Not so neutral after all

Amid the recent saber rattling of Internet Transit vs Internet Content providers, a long-time rumble is finally getting detected on the public press seismometers. This is mainly because of the entrance of the big name players that bear weight of their public consumers. Back about four months ago, Verizon actually won a Circuit court judgement that basically said the FCC is overstepping it's authority. They believed the FCC had no business telling them how to operate their network, and the court basically agreed. The heart of the matter was a little something that has been lurking in the dark corners of the network for a decade- Picking and choosing what traffic gets carried on their infrastructure.

Under the best practice of the times, broadband carriers could not slow down one kind of traffic in favor of another kind of traffic. This effectively creates a paved lane for some traffic, and a dirt road for others. The trick has always been how to define those "kinds." In the beginning, it was peer to peer filesharing.
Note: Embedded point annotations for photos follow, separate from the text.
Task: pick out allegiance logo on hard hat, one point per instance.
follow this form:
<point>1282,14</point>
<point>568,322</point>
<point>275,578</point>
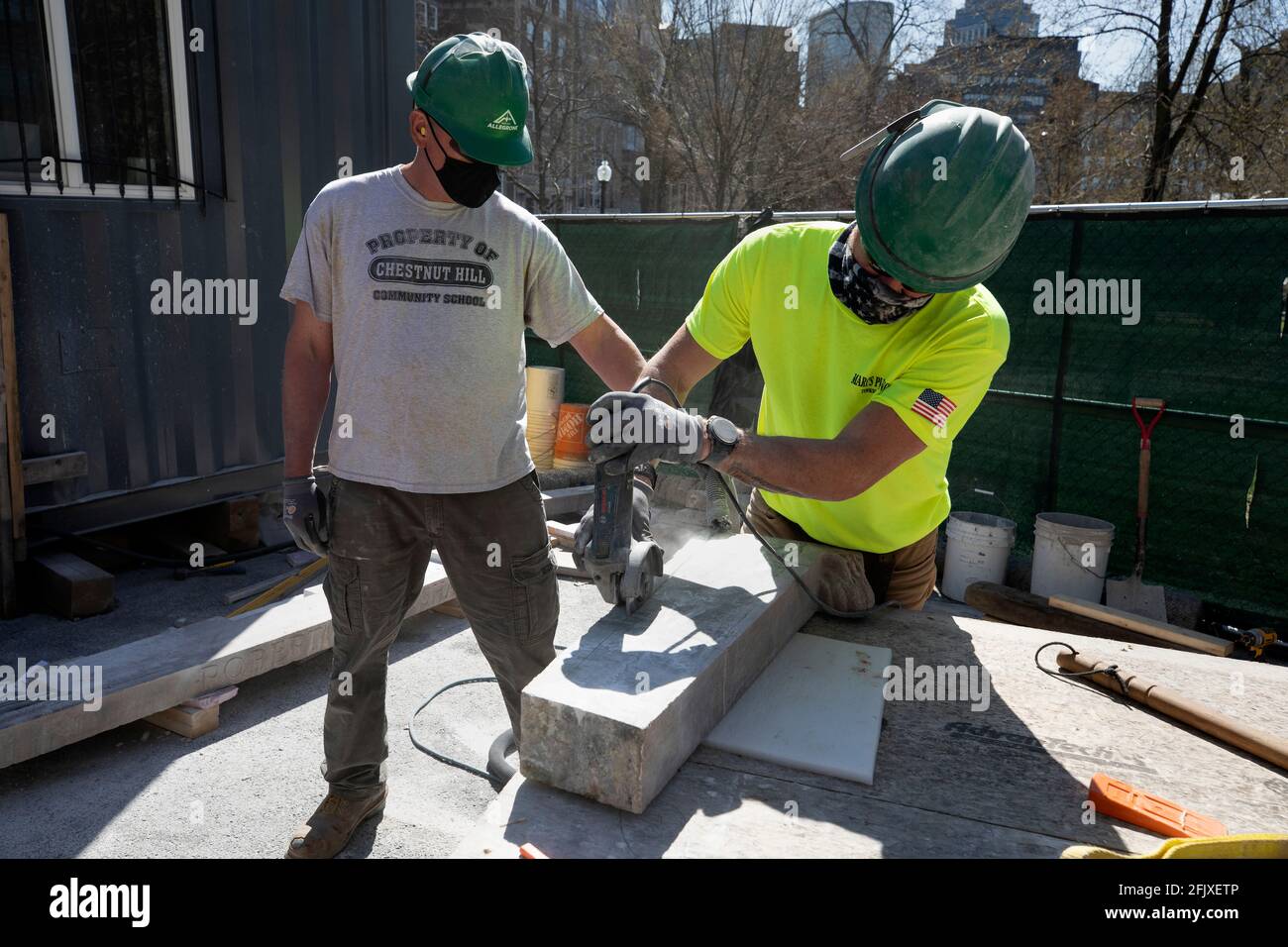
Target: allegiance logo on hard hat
<point>503,123</point>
This traffic ate up lots of bandwidth and was deemed generally evil because of the assumed-to-be-pirated content. What's worse, it was traffic that stayed mostly on their own network with users sharing among themselves. The ISPs had some control over this, and various "fair-use" schemes and speed throttling came into play. However, it was generally applied to the whole of the consumer's traffic. On their own network, this was reasonable.

Then along came Netflix. This type of streaming traffic usually brought more traffic in from the "outside" of the ISP network, so it started straining the already constricted connections between the various ISPs. This pressure was building for months, because the ISPs were clearly mandated not to filter or mark down traffic at the exchanges. They had some freedom on their own infrastructure, but it got a little stricter when the traffic changed hands. ATT and Netflix got into a spat over the lack of ATT infrastructure to carry all this Netflix traffic. I am sorry, but it is not the responsibility of an ISP to ensure the happiness of a Netflix customer. More on this in a minute. As an interesting follow-on on this point, ATT started floating a plan to let the traffic from some content providers (Netflix for example) flow through to their customers wireless phones without counting against their monthly bandwidth allowance. Hmmmm. I think it would still have to go through those same congested exchange points before it hit their wireless network. Well played, ATT.

OK, let me break this little scenario down. Technically this sponsored traffic would not be an ATT service, it would instead be a service of the content provider. It just happens to be sold, contracted, implemented, managed and monitored by ATT. But it is not an ATT service? I have my doubts. In any case, we have an interesting state of affairs developing. This also goes back to some failed efforts of various carriers to charge the big content providers for access to their customers. (As if they owned us) That was shot down, and this is just a new flavor of the same approach by wrapping it under a "Sponsored" reference. It has been the FCC that have prevented such schemes from becoming corporate practice.

In fact, Netflix recently inked deals with both Comcast and Verizon to ensure that their content can make it to their subscribers with some measure of reliability. While details are scarce, it is not that big of a leap to guess that more interconnect and transit bandwidth is being underwritten by Netflix. Should we feel sorry for Netflix? Are they being held at gunpoint in a superhighway-robbery by the likes of Comcast and Verizon? I think they actually are. Those same providers already get their monthly subscriptions for access to cool sites like Netflix and dozens more big services like Facebook, Dropbox, Amazon, Twitter and Google. I feel like there is a little bit of double dipping going on here. Comcast charges customers for access to stuff on the internet like Netflix, and then wants to charge Netflix for access to their own customers. Comcast is probably feeling the burn as more and more people opt for Internet services only, and then stream relatively cheap Netflix to enjoy the content that Comcast overprices. It is no wonder that the cost of Internet has quadrupled while the cost of cable programming has not changed or has even been marked down over the years. I digress.

Now, the FCC has had their wings clipped by the Circuit court. Are we really at the mercy of the big ISPs now? The good news is that there is a lot of interest in this topic, and it is a sexy one to get behind because both political parties see the mileage it can bring. The FCC made a quick about face on the topic of net-neutrality to embrace the possibility of some reasonable arrangements between the carriers it regulates and the content providers that make their product valuable. The whisper of such an opening lit up the blogs, and sternly worded open letters streamed out of the press offices of the big name web services. Google, Facebook, Dropbox, Twitter, Amazon and hundreds more have entered the debate, and it is working. The FCC has a powerful regulatory killswitch they can exercise in the matter, but they seem to be willing to talk through the issue. In parallel, the hill is cobbling some legislation together to try to make some apparent motion on the topic, and the White House is keeping mute about it for now. However, there is already a big grassroots movement afoot, akin to the Occupy movement. They are already encamped at the FCC headquarters. Oddly, I think there is more traction to be had from such bottom-up efforts than there is to be had from anything top-down. Ultimately, and ironically, the consumers are the ones who have the power here, despite their own ISPs unabashed efforts to corner the market on their access and choices, efforts to monetize their browsing data, hawking auxiliary services at every turn, locking them into contracts and bundles, and generally holding them up as a commodity that other companies should pay to access.